When Nolan wanted to renovate the Seifert Armory on Library Place into apartments, the Savings Bank of Danbury and Ramey helped.

"That was a $250,000 project. You know whose name was on the bottom of the page? Donna's," Nolan said. "She made it easy to sell it to the board, because she understood it."

Nolan said Ramey had a banker's mind for a business deal, but a love of affordable housing. She could take Nolan's idea and make sure the numbers worked.

"Lending is what I've been doing for all of my career," said Ramey, 62, of Newtown. "Affordable housing is my passion."

Ramey said in the 1990s she wanted to retire early when another well-known Danbury volunteer Violet Manion retired.

"Violet was one of my mentors. I've always set my goals. It's important in life to do that," Ramey said. "I wanted to retire when I was young enough and healthy enough to enjoy it. My life has been my work."

Some of that work involved the Fairfield County Housing Development Fund.

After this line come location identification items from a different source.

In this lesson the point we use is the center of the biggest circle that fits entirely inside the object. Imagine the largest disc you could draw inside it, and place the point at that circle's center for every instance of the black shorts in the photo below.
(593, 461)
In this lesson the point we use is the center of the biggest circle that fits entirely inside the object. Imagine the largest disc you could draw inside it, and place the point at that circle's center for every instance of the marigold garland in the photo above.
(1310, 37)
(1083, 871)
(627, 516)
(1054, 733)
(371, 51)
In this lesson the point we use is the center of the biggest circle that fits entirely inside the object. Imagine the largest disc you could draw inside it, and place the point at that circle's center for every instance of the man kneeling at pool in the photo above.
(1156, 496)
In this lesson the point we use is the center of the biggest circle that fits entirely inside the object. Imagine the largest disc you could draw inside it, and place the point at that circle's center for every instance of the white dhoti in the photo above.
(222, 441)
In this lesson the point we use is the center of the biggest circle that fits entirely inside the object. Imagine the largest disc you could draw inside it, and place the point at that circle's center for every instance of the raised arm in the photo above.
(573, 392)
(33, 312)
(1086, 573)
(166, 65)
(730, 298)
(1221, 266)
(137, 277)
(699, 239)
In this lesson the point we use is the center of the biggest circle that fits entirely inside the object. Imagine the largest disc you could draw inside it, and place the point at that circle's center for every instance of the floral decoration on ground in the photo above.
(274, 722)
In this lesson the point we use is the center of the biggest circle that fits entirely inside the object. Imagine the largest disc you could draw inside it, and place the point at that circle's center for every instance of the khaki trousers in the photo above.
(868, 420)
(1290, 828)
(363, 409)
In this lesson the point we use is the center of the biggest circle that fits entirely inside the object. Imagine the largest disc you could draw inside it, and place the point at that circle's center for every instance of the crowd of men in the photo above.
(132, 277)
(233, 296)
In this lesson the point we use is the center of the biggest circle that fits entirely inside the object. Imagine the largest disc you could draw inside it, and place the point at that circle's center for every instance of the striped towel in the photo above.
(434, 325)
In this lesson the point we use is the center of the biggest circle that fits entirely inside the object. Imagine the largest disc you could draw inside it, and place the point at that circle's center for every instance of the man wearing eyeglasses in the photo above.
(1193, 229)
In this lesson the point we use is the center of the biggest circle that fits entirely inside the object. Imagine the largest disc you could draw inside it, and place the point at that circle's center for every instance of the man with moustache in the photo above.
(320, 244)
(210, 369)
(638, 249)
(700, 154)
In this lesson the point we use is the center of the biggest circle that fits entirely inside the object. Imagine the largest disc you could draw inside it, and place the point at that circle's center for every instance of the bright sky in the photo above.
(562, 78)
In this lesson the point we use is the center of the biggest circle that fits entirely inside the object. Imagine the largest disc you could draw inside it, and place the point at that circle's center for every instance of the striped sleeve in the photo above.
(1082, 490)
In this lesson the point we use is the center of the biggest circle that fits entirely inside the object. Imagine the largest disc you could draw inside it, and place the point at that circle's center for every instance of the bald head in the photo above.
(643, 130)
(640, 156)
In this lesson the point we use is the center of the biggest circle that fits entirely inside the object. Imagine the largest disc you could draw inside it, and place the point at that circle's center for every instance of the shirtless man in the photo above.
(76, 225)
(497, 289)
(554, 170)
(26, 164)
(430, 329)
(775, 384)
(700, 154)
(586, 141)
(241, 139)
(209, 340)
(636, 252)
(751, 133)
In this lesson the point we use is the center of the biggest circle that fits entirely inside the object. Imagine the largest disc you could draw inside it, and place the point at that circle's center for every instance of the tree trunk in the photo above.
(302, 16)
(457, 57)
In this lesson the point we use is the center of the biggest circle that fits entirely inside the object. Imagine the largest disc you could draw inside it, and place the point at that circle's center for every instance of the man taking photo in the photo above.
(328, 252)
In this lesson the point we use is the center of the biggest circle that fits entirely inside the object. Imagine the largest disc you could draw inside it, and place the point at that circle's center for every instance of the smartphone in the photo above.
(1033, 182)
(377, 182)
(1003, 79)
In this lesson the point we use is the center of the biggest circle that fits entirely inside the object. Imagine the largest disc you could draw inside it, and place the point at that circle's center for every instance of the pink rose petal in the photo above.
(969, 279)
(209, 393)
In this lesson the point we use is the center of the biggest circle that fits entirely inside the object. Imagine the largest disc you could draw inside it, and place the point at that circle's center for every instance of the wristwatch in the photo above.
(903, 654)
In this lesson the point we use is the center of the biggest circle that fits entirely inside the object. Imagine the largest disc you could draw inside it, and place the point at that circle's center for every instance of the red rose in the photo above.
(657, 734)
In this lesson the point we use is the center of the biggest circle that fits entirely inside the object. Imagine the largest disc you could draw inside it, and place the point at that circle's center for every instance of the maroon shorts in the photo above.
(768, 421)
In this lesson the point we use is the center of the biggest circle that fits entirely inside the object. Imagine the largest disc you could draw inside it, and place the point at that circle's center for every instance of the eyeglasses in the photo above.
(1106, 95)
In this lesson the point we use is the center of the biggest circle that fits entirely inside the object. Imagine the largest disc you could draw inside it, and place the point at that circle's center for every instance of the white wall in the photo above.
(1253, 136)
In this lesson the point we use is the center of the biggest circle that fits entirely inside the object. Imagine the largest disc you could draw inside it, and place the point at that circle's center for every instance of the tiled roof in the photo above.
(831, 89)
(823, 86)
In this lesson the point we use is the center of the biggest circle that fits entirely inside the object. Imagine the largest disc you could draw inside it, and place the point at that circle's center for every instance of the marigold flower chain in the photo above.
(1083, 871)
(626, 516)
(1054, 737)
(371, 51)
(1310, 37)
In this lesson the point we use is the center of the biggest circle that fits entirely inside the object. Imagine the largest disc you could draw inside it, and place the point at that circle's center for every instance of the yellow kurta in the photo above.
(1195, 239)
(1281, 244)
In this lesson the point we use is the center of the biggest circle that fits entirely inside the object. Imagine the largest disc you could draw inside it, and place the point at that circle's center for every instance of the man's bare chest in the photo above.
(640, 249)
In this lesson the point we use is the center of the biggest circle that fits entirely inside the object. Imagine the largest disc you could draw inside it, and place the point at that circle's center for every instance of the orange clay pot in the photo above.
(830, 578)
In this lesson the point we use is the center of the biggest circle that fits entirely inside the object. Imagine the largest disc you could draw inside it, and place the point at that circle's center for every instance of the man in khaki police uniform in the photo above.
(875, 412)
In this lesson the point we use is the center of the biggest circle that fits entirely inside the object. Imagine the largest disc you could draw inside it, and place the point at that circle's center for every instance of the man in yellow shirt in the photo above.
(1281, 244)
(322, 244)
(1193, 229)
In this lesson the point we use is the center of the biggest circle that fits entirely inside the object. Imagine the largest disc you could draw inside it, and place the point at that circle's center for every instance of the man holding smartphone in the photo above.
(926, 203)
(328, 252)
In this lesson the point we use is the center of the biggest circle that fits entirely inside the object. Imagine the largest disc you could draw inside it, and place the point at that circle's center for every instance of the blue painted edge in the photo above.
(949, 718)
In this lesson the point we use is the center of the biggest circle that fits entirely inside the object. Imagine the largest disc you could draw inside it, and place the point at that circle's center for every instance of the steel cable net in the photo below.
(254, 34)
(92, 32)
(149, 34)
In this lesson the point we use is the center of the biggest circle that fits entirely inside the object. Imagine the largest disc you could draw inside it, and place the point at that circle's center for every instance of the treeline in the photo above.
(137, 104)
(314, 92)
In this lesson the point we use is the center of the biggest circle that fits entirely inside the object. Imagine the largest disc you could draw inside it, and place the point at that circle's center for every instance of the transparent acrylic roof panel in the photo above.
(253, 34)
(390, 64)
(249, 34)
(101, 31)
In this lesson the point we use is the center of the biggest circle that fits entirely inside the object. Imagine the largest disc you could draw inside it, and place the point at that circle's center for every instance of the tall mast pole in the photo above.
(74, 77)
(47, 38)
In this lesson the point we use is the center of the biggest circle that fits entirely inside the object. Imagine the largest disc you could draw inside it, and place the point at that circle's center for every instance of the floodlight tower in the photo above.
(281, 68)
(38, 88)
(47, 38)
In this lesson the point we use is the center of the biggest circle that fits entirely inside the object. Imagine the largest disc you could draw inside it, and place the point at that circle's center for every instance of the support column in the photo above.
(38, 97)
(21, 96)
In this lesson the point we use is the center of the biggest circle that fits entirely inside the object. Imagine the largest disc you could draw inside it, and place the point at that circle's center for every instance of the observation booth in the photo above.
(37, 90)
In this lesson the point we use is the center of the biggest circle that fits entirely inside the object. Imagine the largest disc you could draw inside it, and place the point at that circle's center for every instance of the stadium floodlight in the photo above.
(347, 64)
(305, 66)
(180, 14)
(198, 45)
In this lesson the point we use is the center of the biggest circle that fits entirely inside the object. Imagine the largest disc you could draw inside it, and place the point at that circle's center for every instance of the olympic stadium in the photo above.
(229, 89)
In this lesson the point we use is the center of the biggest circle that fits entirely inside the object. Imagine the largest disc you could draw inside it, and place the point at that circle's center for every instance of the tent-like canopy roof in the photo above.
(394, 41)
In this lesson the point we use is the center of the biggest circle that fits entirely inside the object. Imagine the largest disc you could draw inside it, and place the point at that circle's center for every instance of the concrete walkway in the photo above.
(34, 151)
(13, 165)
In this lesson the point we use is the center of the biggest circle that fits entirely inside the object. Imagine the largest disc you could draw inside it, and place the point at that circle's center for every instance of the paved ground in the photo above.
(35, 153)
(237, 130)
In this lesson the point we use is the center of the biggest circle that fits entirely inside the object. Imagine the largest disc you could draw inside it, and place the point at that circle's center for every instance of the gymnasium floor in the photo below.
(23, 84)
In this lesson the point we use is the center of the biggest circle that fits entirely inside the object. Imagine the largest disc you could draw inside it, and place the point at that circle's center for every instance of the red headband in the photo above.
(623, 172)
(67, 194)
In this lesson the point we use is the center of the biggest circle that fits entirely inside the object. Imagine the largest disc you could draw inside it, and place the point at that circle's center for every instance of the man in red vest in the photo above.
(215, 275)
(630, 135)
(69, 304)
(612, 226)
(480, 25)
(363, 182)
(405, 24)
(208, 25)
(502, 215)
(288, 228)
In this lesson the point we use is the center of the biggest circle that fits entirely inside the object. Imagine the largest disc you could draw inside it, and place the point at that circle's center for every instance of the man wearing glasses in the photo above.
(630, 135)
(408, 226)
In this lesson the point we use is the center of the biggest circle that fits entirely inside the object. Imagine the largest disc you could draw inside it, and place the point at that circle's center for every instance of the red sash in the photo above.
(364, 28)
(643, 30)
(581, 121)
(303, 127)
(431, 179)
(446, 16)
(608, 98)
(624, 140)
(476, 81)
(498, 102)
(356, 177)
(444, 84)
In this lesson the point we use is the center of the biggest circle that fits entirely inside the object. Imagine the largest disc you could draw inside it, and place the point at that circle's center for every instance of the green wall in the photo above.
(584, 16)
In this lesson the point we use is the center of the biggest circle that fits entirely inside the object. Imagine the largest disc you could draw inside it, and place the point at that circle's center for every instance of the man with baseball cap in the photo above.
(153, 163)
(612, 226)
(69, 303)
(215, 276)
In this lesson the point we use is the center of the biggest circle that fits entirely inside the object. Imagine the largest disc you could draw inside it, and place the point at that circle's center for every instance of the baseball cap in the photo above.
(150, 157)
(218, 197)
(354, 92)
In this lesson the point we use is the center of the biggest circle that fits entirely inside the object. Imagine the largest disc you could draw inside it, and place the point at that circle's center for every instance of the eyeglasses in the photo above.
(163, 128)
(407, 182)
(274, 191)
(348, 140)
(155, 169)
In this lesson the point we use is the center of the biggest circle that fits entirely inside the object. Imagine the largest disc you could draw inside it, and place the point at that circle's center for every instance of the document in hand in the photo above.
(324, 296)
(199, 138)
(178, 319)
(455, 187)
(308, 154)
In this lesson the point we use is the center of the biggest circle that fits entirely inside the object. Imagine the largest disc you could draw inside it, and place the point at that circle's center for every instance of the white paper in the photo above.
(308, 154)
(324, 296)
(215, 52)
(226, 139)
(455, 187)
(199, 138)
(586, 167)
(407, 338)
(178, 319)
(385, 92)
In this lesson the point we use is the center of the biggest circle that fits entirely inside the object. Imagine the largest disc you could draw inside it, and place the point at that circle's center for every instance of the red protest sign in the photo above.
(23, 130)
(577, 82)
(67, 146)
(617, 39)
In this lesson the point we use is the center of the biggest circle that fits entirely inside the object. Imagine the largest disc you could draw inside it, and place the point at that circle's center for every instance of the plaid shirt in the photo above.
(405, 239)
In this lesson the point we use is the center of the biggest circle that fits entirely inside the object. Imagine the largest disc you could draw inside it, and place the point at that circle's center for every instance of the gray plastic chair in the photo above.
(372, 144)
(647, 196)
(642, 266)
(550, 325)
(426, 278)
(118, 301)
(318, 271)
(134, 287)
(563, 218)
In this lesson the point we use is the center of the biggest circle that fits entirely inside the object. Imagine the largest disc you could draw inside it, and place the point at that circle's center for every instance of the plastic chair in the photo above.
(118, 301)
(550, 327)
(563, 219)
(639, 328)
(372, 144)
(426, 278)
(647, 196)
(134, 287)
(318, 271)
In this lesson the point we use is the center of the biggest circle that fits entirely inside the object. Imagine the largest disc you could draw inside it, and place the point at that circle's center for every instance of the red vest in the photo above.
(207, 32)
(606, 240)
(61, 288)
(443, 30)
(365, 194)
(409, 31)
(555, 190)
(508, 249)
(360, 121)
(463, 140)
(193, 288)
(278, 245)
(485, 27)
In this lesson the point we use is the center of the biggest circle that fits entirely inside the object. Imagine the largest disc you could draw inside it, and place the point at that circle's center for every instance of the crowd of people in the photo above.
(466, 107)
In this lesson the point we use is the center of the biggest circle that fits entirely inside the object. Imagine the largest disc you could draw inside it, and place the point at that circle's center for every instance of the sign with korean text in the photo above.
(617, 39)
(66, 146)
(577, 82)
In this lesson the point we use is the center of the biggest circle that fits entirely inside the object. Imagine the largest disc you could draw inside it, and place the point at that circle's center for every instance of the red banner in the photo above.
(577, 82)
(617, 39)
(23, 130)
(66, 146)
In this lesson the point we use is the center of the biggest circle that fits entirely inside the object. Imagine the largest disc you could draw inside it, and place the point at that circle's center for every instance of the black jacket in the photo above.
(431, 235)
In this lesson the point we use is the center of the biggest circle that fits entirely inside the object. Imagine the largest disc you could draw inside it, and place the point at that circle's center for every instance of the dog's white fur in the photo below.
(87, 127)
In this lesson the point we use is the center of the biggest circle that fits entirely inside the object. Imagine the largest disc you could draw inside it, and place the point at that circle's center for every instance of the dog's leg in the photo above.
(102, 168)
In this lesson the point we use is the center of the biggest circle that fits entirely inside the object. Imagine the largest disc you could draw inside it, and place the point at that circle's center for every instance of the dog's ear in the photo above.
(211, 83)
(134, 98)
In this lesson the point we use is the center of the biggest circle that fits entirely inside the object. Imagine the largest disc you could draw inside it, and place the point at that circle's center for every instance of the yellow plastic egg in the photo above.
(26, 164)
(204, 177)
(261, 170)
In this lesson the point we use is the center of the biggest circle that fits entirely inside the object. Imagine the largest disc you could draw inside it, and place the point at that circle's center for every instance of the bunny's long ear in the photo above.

"Donna is very smart, very experienced and very wise," said Joan Carty, executive director of the fund. "This hard to find together in one person. She's always been for me someone I could rely on for excellent advice."

Another group that Ramey worked with was Regional Hospice.

"She was one of my original presidents 20 years ago," said Cynthia Roy-Squitieri, president of Regional Hospice of Western Connecticut. "She always putting others before herself. She gives so much."